Martin Drury Named Huddersfield Town Head Coach After Six-Month Audit

martin drury has been named Huddersfield Town’s new head coach after a six-month spell around the first team and a caretaker run that ended with two wins in seven matches. The club has chosen him after Liam Manning did not return to his role, giving Huddersfield a permanent appointment after a season that finished ninth in League One.

Huddersfield Town Choose Drury

Drury, 40, stepped in at the end of the campaign after Manning was granted compassionate leave, and Huddersfield moved him from caretaker to the main job after a full process over the past three weeks. Chris Markham said the club had “had the benefit of seeing Martin’s work for the last six months” and added: “It was immediately clear why he has a reputation across football as an elite coach, but his leadership over the final seven games in difficult circumstances was impressive too.”

Markham also said: “Even with this in mind, we quickly decided that we had to run a full process to identify our next head coach.” Drury emerged from interviews alongside other candidates with different backgrounds and profiles, and the decision was unanimous.

Jon Stead Joins The Staff

Drury will be assisted by former Town striker Jon Stead, giving Huddersfield a coaching team that already worked together in the closing stage of the season. Drury and Stead took over in March until the end of the campaign, which gave the club a clear look at how the pair operated under pressure.

That stretch matters because Huddersfield are not starting from scratch. They already know the structure Drury used, how he handled the final seven games, and how the staff responded when the season tightened. The new head coach is also a familiar figure in the building after joining Huddersfield in January as part of Manning’s staff.

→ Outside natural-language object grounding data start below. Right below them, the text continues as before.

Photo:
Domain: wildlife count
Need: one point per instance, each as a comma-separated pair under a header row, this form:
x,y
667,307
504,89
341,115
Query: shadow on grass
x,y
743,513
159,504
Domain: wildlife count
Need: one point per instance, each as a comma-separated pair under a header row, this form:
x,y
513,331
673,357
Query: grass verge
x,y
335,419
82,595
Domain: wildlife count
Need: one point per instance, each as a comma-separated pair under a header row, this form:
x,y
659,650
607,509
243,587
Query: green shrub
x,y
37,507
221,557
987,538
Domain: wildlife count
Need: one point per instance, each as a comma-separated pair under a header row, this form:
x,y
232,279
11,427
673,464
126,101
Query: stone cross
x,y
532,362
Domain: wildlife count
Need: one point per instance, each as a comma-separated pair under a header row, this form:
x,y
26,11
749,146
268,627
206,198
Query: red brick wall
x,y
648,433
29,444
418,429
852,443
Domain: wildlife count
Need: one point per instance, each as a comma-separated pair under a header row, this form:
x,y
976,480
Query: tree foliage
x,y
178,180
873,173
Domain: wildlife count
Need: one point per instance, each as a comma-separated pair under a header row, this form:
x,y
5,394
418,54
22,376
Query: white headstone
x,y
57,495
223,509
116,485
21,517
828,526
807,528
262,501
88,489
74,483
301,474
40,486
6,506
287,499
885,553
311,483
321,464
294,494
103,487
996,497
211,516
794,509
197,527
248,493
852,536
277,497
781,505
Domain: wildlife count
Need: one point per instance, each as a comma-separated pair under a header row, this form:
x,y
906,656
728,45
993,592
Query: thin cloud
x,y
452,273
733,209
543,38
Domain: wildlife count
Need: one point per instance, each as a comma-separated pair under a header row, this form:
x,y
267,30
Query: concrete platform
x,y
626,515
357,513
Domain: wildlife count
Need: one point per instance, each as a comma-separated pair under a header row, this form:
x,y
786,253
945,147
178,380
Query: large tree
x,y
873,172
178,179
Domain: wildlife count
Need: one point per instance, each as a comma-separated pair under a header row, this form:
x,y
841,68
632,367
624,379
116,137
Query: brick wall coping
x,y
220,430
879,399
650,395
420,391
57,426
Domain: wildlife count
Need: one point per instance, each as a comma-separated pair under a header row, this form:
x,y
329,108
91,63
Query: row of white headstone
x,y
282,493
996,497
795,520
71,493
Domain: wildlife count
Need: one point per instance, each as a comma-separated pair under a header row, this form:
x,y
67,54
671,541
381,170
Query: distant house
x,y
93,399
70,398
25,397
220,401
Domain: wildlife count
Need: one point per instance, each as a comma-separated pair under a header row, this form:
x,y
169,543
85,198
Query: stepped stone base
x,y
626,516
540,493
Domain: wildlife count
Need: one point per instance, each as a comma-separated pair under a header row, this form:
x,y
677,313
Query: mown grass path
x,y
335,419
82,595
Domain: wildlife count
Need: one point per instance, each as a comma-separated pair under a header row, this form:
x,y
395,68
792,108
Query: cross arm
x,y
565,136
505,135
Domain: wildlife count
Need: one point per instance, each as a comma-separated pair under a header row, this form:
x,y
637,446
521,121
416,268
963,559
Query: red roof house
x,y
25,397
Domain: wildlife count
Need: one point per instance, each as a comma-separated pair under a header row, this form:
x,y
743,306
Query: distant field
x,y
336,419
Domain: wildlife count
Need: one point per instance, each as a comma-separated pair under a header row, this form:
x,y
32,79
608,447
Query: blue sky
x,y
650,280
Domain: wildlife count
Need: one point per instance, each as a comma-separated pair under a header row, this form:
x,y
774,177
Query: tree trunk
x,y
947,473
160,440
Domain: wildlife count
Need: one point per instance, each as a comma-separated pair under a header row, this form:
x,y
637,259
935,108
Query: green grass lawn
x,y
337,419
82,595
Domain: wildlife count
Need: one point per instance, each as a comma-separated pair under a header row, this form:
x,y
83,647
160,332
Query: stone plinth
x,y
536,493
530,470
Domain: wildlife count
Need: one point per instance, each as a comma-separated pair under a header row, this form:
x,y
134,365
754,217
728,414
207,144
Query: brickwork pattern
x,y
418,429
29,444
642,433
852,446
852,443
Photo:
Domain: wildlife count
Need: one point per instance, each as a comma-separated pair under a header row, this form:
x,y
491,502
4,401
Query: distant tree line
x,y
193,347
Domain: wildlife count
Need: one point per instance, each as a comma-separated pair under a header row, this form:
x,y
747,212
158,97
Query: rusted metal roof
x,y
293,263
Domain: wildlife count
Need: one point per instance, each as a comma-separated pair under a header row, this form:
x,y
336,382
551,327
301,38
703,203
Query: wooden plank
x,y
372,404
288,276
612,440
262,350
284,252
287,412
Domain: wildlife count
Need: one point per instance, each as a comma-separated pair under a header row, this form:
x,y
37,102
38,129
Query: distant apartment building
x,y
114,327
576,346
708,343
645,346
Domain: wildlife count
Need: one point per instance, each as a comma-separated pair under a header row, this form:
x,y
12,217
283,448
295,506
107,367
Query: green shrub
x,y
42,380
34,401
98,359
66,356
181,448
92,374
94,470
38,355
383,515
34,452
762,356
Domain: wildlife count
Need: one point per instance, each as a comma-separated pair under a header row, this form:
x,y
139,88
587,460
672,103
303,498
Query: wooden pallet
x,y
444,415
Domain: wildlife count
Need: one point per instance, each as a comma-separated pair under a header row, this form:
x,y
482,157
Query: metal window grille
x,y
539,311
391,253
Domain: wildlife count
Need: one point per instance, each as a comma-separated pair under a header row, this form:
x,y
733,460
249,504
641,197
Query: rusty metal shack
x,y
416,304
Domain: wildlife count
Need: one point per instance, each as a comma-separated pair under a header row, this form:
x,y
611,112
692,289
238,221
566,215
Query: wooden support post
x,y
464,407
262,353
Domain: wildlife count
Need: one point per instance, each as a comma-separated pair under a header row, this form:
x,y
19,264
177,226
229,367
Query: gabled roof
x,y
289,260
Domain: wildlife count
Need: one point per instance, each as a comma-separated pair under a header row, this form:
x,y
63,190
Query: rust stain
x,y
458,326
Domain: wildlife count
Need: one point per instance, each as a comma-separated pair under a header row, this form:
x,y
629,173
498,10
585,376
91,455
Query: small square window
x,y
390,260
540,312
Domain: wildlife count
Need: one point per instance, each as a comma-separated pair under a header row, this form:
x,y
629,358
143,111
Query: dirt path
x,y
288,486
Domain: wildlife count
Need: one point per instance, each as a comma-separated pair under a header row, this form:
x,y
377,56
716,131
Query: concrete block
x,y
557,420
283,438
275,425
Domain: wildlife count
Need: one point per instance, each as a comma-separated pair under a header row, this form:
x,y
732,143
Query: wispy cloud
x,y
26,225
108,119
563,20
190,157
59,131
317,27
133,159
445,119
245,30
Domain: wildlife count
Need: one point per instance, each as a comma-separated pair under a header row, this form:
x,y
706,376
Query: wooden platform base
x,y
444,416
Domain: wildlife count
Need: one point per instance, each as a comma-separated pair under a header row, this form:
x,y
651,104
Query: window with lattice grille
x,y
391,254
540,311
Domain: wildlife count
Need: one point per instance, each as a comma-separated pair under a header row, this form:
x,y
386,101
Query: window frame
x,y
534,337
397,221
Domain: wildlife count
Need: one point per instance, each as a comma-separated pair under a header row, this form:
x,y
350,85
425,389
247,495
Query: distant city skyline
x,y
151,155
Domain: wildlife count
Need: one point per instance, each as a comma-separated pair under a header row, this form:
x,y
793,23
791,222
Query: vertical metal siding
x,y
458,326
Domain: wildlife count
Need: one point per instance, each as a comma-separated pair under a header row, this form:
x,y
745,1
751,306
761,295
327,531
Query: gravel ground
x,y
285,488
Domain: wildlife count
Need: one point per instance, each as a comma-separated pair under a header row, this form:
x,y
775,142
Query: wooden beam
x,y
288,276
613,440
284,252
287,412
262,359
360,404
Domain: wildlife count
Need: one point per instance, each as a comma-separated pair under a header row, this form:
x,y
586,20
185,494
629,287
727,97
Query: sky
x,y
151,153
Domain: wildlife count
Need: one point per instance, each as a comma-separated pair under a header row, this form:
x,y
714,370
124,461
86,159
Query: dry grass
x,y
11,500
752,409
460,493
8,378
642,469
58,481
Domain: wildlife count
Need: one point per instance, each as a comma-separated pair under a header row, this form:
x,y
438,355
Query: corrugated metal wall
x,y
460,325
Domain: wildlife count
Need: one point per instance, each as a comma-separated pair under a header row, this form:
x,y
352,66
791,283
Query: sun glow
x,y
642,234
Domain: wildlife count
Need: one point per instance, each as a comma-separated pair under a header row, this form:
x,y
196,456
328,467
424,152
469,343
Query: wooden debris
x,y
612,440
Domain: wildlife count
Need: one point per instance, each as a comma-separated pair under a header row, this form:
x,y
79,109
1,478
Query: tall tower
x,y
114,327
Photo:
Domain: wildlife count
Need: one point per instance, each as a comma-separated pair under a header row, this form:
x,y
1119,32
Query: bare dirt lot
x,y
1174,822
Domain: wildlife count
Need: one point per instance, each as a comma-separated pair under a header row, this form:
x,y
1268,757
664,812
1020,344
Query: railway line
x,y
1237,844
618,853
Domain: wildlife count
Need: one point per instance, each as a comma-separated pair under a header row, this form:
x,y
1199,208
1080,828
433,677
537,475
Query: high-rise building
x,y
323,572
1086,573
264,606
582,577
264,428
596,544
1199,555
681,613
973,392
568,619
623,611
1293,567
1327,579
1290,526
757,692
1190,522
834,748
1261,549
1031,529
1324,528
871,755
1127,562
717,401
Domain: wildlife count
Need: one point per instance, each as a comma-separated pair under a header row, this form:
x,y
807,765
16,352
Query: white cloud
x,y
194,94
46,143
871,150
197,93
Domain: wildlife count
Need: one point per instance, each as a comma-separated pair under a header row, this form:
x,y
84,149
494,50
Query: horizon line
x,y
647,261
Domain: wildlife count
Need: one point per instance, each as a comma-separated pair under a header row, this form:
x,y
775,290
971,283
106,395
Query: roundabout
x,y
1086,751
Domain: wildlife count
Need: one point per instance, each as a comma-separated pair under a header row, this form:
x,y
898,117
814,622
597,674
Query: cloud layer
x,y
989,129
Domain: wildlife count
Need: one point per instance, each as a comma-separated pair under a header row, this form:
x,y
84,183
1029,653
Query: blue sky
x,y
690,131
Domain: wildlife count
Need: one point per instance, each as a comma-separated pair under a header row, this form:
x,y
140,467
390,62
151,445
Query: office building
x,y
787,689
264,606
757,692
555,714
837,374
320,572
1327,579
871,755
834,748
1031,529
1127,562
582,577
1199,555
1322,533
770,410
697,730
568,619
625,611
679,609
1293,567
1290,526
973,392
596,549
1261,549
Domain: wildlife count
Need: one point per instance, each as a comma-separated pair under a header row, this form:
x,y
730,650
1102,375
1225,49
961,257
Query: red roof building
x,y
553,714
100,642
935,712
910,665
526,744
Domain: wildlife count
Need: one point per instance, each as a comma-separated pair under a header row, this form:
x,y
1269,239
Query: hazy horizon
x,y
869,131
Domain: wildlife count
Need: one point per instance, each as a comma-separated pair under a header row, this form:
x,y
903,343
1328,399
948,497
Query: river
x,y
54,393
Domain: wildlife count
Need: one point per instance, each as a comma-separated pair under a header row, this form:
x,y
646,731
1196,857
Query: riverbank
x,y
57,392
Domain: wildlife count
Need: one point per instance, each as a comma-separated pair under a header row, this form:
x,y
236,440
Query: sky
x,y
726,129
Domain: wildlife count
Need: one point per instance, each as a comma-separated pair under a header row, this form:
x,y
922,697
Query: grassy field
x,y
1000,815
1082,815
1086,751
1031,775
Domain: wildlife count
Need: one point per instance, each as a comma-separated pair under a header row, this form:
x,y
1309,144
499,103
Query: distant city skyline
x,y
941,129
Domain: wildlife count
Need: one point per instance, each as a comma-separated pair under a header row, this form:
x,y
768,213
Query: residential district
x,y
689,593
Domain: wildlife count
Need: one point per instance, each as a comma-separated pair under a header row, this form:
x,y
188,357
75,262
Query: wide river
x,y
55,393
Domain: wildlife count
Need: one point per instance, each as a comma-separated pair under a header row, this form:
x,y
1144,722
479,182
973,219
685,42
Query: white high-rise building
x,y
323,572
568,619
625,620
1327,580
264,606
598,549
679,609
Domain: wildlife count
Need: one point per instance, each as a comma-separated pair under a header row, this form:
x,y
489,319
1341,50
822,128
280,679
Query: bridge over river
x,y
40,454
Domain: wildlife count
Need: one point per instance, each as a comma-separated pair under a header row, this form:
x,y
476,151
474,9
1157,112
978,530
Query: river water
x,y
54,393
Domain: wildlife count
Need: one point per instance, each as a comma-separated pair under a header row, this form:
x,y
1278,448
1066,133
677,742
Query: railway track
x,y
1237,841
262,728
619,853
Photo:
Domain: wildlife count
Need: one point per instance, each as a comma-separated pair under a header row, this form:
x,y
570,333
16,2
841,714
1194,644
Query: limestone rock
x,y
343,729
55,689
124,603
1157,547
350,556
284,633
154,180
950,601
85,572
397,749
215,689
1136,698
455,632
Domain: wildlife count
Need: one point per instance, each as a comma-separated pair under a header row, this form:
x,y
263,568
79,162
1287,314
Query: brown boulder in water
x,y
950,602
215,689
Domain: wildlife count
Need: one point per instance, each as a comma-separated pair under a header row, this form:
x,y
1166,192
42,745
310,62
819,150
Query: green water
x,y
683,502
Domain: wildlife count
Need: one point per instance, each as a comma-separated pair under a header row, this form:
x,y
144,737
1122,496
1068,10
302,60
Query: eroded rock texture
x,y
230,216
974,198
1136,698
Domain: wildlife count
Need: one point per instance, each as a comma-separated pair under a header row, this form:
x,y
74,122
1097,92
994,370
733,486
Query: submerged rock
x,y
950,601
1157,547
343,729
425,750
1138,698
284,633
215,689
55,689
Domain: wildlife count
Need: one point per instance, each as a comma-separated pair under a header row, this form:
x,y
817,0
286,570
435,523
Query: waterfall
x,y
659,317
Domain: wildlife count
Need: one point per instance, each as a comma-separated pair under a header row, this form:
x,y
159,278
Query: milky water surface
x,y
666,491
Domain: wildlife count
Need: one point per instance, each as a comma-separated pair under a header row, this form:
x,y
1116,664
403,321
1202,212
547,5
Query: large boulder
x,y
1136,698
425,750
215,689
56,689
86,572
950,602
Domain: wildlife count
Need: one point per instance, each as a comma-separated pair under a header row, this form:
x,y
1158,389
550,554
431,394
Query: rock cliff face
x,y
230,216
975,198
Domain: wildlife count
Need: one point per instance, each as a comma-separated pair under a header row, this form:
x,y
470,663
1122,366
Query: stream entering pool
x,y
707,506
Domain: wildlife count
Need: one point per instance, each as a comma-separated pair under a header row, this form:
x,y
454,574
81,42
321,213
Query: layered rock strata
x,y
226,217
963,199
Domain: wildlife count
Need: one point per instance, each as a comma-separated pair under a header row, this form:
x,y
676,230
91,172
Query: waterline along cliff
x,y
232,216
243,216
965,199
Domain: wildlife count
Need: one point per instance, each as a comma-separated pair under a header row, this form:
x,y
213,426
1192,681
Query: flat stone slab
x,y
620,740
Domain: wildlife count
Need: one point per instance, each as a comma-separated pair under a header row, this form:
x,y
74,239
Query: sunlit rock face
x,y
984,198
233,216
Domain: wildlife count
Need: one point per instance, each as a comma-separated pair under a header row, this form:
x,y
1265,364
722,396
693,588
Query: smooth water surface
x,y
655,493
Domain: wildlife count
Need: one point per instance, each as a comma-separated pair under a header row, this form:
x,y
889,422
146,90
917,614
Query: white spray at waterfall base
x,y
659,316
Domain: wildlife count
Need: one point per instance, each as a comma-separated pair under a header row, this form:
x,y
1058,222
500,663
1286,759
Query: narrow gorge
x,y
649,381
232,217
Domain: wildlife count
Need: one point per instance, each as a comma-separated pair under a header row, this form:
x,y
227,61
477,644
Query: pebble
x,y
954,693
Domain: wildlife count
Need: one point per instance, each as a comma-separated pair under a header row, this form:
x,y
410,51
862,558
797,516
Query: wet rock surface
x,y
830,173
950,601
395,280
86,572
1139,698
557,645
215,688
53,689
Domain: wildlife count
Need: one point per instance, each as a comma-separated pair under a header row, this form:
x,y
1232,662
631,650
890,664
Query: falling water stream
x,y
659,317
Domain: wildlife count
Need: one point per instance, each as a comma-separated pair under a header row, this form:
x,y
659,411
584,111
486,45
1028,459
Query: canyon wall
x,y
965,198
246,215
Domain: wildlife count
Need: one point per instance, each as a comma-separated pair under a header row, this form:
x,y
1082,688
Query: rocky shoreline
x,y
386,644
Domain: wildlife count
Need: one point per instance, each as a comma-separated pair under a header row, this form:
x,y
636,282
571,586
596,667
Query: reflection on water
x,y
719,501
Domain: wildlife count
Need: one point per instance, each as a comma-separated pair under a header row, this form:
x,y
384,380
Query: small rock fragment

Drury’s Route To Huddersfield

The appointment adds another change to a club that has now had three different head coaches in just under a year, after Lee Grant and Manning. Drury’s background includes coaching spells at Bradford City, Manchester United, West Bromwich Albion, Valencia and Brentford, and he started his coaching career with non-league Bradford Park Avenue.

For Huddersfield, the practical shift is clear: the caretaker period is over, the staff has a permanent leader, and the club can build around a coach it has already evaluated in difficult circumstances. For Drury, the job now moves from proving he can steady the side to being responsible for the full direction of it.